A uniform layer of Newtonian liquid flowing down a vertical wall is known to be inherently unstable. It has been found recently that the onset of instability can be suppressed by imparting an inplane oscillation to the vertical wall. The relevant flow parameters are the Reynolds number, the Weber number, the Strouhal number which is the ratio of the wall oscillation velocity to the film flow velocity, the oscillation amplitude in the unit of the film thickness, and the wave number of disturbances. For certain ranges of the Strouhal number and the dimensionless wall oscillation amplitude, with the rest of the flow parameters fixed, more than one branch of neutral satiability curve have been found in the wave number-Reynolds number space. Between two neighboring branches of neutral curves originating from the zero wave-number line there exists a stable region where it would be unstable if there were no wall oscillation. thus, suppression of the film flow instability may be achieved by appropriate wall oscillation.

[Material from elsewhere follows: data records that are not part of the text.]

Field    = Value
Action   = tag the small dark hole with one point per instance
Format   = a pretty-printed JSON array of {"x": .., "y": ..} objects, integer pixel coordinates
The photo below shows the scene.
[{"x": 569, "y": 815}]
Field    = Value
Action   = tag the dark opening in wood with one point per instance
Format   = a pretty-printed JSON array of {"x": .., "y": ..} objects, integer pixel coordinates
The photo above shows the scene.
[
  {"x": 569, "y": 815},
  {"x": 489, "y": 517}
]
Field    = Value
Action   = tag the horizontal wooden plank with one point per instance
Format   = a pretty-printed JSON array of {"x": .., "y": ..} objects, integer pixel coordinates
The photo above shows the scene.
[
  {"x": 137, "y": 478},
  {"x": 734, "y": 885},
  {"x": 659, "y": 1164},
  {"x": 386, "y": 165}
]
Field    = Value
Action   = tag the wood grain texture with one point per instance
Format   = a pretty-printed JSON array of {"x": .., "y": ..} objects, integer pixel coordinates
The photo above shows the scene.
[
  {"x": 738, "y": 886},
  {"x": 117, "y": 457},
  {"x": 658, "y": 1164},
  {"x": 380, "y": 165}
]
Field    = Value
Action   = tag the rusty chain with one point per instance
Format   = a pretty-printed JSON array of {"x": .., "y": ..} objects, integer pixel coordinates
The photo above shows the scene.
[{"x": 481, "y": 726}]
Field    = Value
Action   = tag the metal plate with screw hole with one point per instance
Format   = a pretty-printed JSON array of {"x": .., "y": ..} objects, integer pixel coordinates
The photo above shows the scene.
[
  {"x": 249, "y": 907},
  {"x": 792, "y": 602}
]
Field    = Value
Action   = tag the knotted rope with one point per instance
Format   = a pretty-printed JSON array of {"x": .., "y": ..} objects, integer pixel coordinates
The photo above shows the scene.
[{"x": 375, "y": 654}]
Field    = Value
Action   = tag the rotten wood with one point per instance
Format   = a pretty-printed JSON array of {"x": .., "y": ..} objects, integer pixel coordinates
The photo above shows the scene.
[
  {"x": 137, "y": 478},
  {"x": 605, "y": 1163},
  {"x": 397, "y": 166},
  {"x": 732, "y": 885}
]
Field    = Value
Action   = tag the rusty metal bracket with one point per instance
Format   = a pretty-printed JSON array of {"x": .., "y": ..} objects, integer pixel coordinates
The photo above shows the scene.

Whether the window of stability which is opened for infinitesimal amplitude disturbances may stay open for finite amplitude disturbances remains a question. For various sets of parameters the narrowest part of the window of stability occurs at zero wave number. Thus successfully using nonlinear stability analysis for answering the above raised questions may be achieved with a long wave expansion solution of the Navier-Stokes equations subject to the boundary conditions. The difficulty of the analysis lies in the fact that the time and space variables appear explicitly in the governing nonlinear partial differential systems. The time scales of the externally imparted oscillation and the disturbance growth are very far apart as suggested by the linear theory. this allows us to use the method of multiple-time scale. However the quasi-steady approach used successfully for the case of steady basic flow cannot be applied. A system of nonlinear partial differential equations which describes the evolution of finite amplitude two dimensional disturbances is obtained by extracting the slow time part of the solution systematically. The independent variables are the slow time and the space distance in the basic flow direction. The mechanism of the stabilization will be elucidated with the evaluation of the sign of the coefficients of various orders of spatial derivatives, with the aid of numerical results.